【古典邦画】「怒りの街」
成瀬巳喜男監督の、1950(昭和25)年の作品「怒りの街」。YouTubeにて。
三島由紀夫も小説(「青の時代」)にした「光クラブ事件」をモチーフとしたと思われる(同クラブのようになりたいとのセリフがある)作品で、戦後のドライなアプレゲールの学生を描く。
森と須藤の成績優秀な大学生の2人。
ハンサムな須藤(原保美)が、森(宇野重吉)の書いた筋書き通りに、ダンスホールなどで金持ち女に近付いて、上手く騙して、大金をせしめる。
2人は、アルバイトに苦労する貧乏学生の同級生を尻目に、こうして学費や下宿代、生活費を稼いでいた。
ところが、騙したある成金の娘が友達の婚約者だったことと、須藤が銀座の歯科医で闇ブローカーの金持ち不良中年女にハマったことで、2人の関係に亀裂が生じる。

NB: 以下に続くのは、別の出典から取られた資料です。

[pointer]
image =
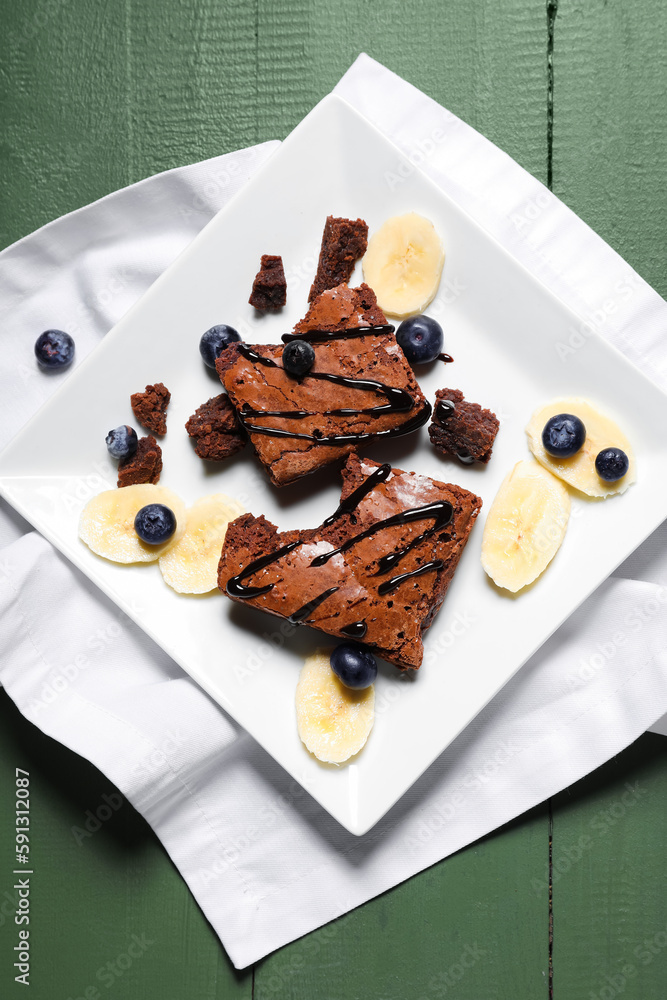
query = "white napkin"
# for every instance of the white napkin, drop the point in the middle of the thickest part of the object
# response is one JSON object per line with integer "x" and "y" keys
{"x": 264, "y": 861}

さらに、森は、生活に苦労する森の身内等を目にしたことで、これまでの自分たちのやり方に疑問を感じることになる…。
2人は、まさに光クラブの学生社長のごとく、徹底した合理主義的で、女を騙すことは「知能のスポーツ」と豪語する。決して肉体関係は持たない。
ところが、森が、須藤の妹の兄を心配する悲しい目を見て、激しく感情を揺さぶられる。そして、自分たちのやり方に嫌気が刺した森は、須藤を説得しようとするが、拒まれて、取っ組み合いのケンカをする。
須藤は、すでに後戻りできないところまで行っていたのだ。祖母の死にも「やっと片付いた」と冷たい。
しかし、事はそう上手く運ばない。騙された女の父親が差し向けたチンピラが、須藤の顔を刃物で切り付けた。病院で、顔に大きな傷が残った須藤は、「今度は、この顔のキズを売り物にする」という。
成瀬監督らしく、アプレゲールという戦後すぐの世相を強く盛り込んだ作品で、ピカレスク(悪漢)ロマンのようだが、混乱する社会の中で人間のモラルの意味を問うたのだと思う。感情が優先されて、全てが合理的に運ばないのが人間なのである。